Her latest, Roman Stories, a collection of nine stories, depicts a very different Rome than what I had expected. In it too, runs the strain of displacement - none of the protagonists, city residents - ever feel at home. Rome is both Paradiso and Inferno – tantalising and torturous, alien and welcoming, callous and caring. In The Delivery, a young woman of colour is shot by a stray scooterist as she is on her way back from a post office, in Well-Lit House, a displaced refugee is trying to eke out a living with his family in a hostile neighbourhood, finally driven out of his well-lit flat by brutal, malicious ‘ravens’.
In The Namesake, when I read the exquisite detailing in Gogol’s and Moushumi’s carefully curated Indian wedding that takes place in a suburban American Double Tree - the embroidered ‘panjabi’ for the groom, the mountains of tandoori gobi in silver cauldrons, the coils of gold necklaces on Moushumi’s neck, her rebellion to this enforced ethnicity when she bronzes her bare shoulders in a strappy Baranasi gown at her reception - I found a startling similarity with branches of my own family in America – exiles who painstakingly held on to a Calcutta of the 60s, making their children totter on the edge of a rigid value system which had no resonance even for us, who grew up in a much more modern and liberal India.

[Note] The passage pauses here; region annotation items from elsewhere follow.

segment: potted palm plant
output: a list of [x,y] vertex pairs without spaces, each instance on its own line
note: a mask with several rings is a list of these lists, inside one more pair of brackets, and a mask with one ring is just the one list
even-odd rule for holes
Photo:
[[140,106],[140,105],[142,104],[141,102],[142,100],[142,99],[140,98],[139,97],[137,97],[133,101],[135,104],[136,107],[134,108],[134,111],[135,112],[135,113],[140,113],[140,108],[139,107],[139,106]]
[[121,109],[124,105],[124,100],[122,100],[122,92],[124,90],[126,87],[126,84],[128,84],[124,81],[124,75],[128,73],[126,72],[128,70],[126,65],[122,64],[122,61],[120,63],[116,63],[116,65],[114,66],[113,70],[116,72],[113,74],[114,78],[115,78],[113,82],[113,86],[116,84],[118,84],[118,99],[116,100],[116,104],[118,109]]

The Jhumpa of Roman Stories is both different and similar to that of The Namesake – in the former, even as she debuts as a political commentator – a writer outraged by Italy’s far right zealots and their mania towards whom they consider foreign, she characteristically contours her writing with an understated eloquence that brings to focus the disquietude of the exile, something that has defined her narratives over the years.